Als sie wieder unter Deck ging, hörte sie einen GI zu einem anderen sagen: »Ich wette: Norditalien. Die Nazis haben aus den Alpen eine verdammte Festung gemacht, und wir werden dort ins Feuer geschmissen.«

Im Bauch des Schiffes wusste die Zeit nichts mit sich anzufangen, trödelte saumselig vor sich hin. Am Morgen reinigten die Frauen des Schwesterncorps das Quartier mit Kernseife, bis nichts mehr an die letzten Tage erinnerte, außer dem sauren Geruch. Paula half mit, froh, etwas tun zu können, sei es noch so eklig. Keiner der Männer rührte auch nur einen Finger. Sie wären eher auf ihrem eigenen Erbrochenen ausgerutscht, als einen Schrubber in die Hand zu nehmen. Das ist Frauenarbeit, sagten ihre stoischen Mienen, während sie Comics lasen und Karten spielten. Ihr kriegt einen lockeren Job in der Etappe, aber wir riskieren für euch unser Leben.

Erneut war Entlausungs-Appell, zum dritten Mal seit New Jersey. Ein Corporal quetschte mit einer Art Pferdespritze ein Desinfektionsmittel in den Kragen der Bluse, in Ärmel, Stiefel, zuletzt in den Rocksaum. Jetzt juckte es mehr als vorher.

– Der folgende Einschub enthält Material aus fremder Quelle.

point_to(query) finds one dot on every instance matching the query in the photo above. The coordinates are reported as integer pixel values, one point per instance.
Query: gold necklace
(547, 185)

Paula verstand nicht, dass viele wieder essen konnten. Sie musste sich zu jedem Bissen zwingen. Doch das Wenige, was sie hineinquälte, behielt sie wenigstens bei sich. Unten war es schrecklich heiß und stickig. So viele Menschen auf engstem Raum waren lauter als der Times Square. Wie sie die Männer beneidete, die im Unterhemd waren; manche nicht mal das.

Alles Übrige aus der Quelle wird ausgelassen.